There are two bookstores in downtown that reverse that trend, both one block between each other. They represent two business models, and their experience gives a bit of insight into the future of independent booksellers in this country.

Metropolis Books

This is a little gem of a store tucked away next to an abandoned movie theatre on Main. A refuge from the grit of the Arts District, it has all of the charm of a favorite aunt’s home—couches, fans, and a friendly dog resting near the entrance, not to mention very kind staff.

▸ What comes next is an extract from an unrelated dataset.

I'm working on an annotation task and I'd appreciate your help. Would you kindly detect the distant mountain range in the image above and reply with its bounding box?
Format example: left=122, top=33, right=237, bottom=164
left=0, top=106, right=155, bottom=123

Metropolis has some specialties like mystery, horror, fantasy, and science fiction. It even has a nice young adult nook at the back that would make Judy Blume proud. There is a used bookshelf in the corner, but most of the stuff on sale are crisp hardbacks and paperbacks. Some of the titles are too expensive for my budget, so when I look through the stacks, I make a mental note to compare the prices to those on Amazon.

And that’s my problem, I love Metropolis Books, but I can’t quite afford its selection. This points to a larger problem in the bookselling community: I am not a fan of the e-book, but the prices do look good—seven or eight dollars less than the list. Call it a failing of my generation but we will always mentally comparison shop between bricks and mortar and whatever’s online.  I want great independent bookstores like Metropolis to exist forever, because they support great independent authors, but I wonder if the competition is far too intense.

The Last Bookstore

The Last Bookstore sits just north of Metropolis next to a quaint little restaurant, The Banquette Café. It just opened last year and has already won Best New Business from The Los Angeles Downtown News. And it does deserve a nod. The staff is friendly and the book selection (almost all used) is strong and eclectic. I could just as easily find a book on philosophy as one on food, or history. Unlike Metropolis, they don’t specialize in any genre, but they do have a great literature section. In fact, there’s an entire shelf in back devoted to local poets and prose writers.

The Last Bookstore, perhaps because it is run with such youthful enthusiasm, hosts a plethora of events. Almost every month’s art walk brings another reading or music performance. The shop is always busy, especially with young hipsters, and sometimes I can’t even find a seat at the table in back.

Yet, there are very few new books on sale. Their business model is good—used books can be bought at a fraction of the price and are easy to resell. Let’s face it, most readers aren’t sticklers for clean-looking pages. The Last Bookstore is not just a tongue in cheek nod to 1984; this is the last place books are sold. Authors and publishers make no money on the merchandise. I love the store, but I worry the name is a self-fulfilling prophecy: if there were only last bookstores, there would be no authors and no new books.

I spend more money at the Last Bookstore, by far, but I can’t help but think this isn’t doing much for the book buying economy. Secondhand bookstores will always exist; even in an internet economy they can do most of their business online because there still is a market for old or out of print books. And as much as I like the model, I can’t help but feel nostalgic for those places that weren’t the last, the places you come to find books first, the kind of stores that are quietly disappearing.